Desfile del martes de carnaval en Águilas. /
Desfile del martes de carnaval en Águilas.

Las fuertes rachas no impidieron que el Carnaval volviera a inundar las calles de alegría y color

J. RUIZ PALACIOSÁGUILAS

El fuerte viento no impidió este martes que cerca de 3.000 carnavaleros, agrupados en 38 peñas, salieran de nuevo a las calles para llenarlas de esplendor y belleza. Aunque el sol reinó durante todo el día, las amenazas por aire pusieron en jaque el segundo gran desfile, que congregó a más de 15.000 personas en las principales arterias del municipio, según fuentes municipales. La gran fiesta comenzó en la Avenida Juan Carlos I, continuó por Carlos III y culminó frente al Ícaro.

Los trajes de papel no desfilaron debido a las fuertes rachas de viento. Cinco peñas fueron sancionadas, además, el pasado domingo por incumplir el reglamento y provocar parones entre comparsa y comparsa. La federación los obligó, como penalización, a cambiar su posición en el orden del festejo.

Si el desfile del domingo fue espectacular, el de ayer no tuvo nada que envidiarle, a pesar de la ventisca. Los carnavaleros salieron a la calle, bailaron hasta el final e hicieron que la gente se lo pasara en grande durante más de tres horas y media. Además, se notaba en el ambiente que las peñas iban mucho más relajadas que el domingo, ya que los nervios del primer desfile se habían esfumado. Humor, sarcasmo, elegancia y fantasía a la carta.

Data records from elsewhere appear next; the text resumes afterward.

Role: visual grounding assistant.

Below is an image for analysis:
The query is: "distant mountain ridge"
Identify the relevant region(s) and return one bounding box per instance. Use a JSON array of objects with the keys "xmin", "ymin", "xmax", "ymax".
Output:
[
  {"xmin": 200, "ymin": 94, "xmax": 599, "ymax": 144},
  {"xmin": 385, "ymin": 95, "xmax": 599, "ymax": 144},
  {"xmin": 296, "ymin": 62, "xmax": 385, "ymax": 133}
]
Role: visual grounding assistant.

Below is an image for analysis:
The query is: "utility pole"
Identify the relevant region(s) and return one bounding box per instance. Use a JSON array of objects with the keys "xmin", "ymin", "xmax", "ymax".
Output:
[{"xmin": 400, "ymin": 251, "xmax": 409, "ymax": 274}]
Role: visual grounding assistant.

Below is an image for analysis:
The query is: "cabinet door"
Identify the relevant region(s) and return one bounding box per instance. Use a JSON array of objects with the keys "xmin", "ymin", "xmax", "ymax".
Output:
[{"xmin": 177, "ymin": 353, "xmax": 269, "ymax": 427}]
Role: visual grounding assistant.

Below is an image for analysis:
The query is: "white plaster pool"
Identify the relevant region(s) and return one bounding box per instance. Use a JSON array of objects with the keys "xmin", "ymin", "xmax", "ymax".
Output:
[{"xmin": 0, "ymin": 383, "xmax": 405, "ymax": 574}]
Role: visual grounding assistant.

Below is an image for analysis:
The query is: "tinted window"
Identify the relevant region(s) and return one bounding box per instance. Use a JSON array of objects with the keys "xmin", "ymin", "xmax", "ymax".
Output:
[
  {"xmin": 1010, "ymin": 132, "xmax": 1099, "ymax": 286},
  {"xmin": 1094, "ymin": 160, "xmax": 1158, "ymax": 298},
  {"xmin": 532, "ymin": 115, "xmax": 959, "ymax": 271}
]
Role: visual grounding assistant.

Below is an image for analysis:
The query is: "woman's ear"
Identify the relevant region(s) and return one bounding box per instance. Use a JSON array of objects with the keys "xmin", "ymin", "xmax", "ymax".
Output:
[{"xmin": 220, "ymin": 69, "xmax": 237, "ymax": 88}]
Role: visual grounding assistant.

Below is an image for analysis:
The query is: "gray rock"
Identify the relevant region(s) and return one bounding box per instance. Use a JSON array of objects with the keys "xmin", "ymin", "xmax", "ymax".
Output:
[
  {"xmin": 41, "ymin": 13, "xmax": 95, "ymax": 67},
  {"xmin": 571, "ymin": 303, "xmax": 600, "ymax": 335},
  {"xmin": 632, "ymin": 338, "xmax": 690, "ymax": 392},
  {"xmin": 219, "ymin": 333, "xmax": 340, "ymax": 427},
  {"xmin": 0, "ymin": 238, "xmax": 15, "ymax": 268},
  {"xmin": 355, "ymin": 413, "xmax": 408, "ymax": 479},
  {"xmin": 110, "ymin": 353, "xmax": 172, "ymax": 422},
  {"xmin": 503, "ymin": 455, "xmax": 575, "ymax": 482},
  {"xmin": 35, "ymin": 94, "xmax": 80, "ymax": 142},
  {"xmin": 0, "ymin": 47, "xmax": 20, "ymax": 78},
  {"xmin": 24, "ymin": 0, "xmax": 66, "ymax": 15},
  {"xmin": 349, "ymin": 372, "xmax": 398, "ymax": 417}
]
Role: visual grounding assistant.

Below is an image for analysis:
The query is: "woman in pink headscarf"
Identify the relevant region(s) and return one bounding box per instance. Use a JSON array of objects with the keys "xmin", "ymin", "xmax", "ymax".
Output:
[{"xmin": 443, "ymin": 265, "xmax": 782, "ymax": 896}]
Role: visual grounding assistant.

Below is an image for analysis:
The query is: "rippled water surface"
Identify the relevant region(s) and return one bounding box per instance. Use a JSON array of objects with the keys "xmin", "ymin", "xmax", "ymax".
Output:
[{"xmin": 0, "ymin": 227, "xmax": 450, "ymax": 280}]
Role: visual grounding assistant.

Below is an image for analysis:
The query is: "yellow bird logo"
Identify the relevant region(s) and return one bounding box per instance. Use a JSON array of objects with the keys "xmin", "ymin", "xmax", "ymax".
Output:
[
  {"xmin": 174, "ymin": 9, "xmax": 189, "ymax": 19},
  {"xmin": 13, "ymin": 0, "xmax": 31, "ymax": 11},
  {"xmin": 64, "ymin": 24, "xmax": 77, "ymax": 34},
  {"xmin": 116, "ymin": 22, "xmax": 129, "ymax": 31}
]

De un lado a otro se movieron las plumas de faisán y gallo lira que lucieron las chicas del ballet de la Federación de Peñas, que sorprendieron de nuevo con coreografías muy conseguidas. Le siguió la Musa, quien tuvo que sujetarse en más de una ocasión las plumas que le adornaban la cabeza. Los individuales e infantiles dieron lo mejor de sí con trajes coloridos. Tras esta explosión infantil, la gente ya se metió en faena. Todo el mundo se levantó de los asientos para hacer palmas acompañando la música. Y entre baile y baile, los personajes infantiles dejaron claro que el futuro del Carnaval de Águilas está bien asegurado, ya que estuvieron a la altura del desfile.

Los adultos no fueron menos. Los Amantes del Chichi gustaron a los más pequeños con sus imitaciones de Epi y Blas. Le continuaron Las Yayas, 2004 y Chavets, peña esta última que criticó a los políticos corruptos. Los de Pizzarrón pusieron la fantasía con unos trajes de antorchas olímpicas, y los miembros de Matalenticos Boys iban de pilotos en unos aviones militares. Mientras desfilaban, los niños se tiraban por un tobogán. Y No Lo Sé pidió, entre risas y fiesta, la independencia de Águilas.

La peña El Tangay -la más numerosa- volvió a vestirse de alemanes cerveceros con una carroza que llevaba instalados unos grifos de esta bebida. Una de las peñas que más risas provocó entre el público fue La Rata Loca, que volvieron a hacer una particular crítica vestidos de Muñecas de Famosa, con Belén Esteban. Además, Si No Salgo Reviento hizo un show muy divertido sobre la familia Pantoja. En la carroza estaba Kiko Rivera pinchando música y Julián Muñoz entre rejas. Abajo, los miembros de este grupo imitaban a Isabel Pantoja, que finalmente se ponía a bailar con su hijo.

Don Carnal y la Mussona, de la peña Los Mismos de Siempre, volvieron a mostrar a los asistentes sus espectaculares trajes. Él vestido de Dios León en una asombrosa carroza. Ella, de reina de corazones al ritmo de la música. Y la Mussona siguió asustando al personal. El desfile terminó con los espectáculos de Almadiqueñas, Word Fantasy, Tersícrope, Toscana, Delirium, Sinergia, Azabache, Serpentina, Sumatra, Mogollón, Amazonia y Diversity Dance. Todos ellos sorprendieron y divirtieron a un público entregado, que disfrutó como el Carnaval manda.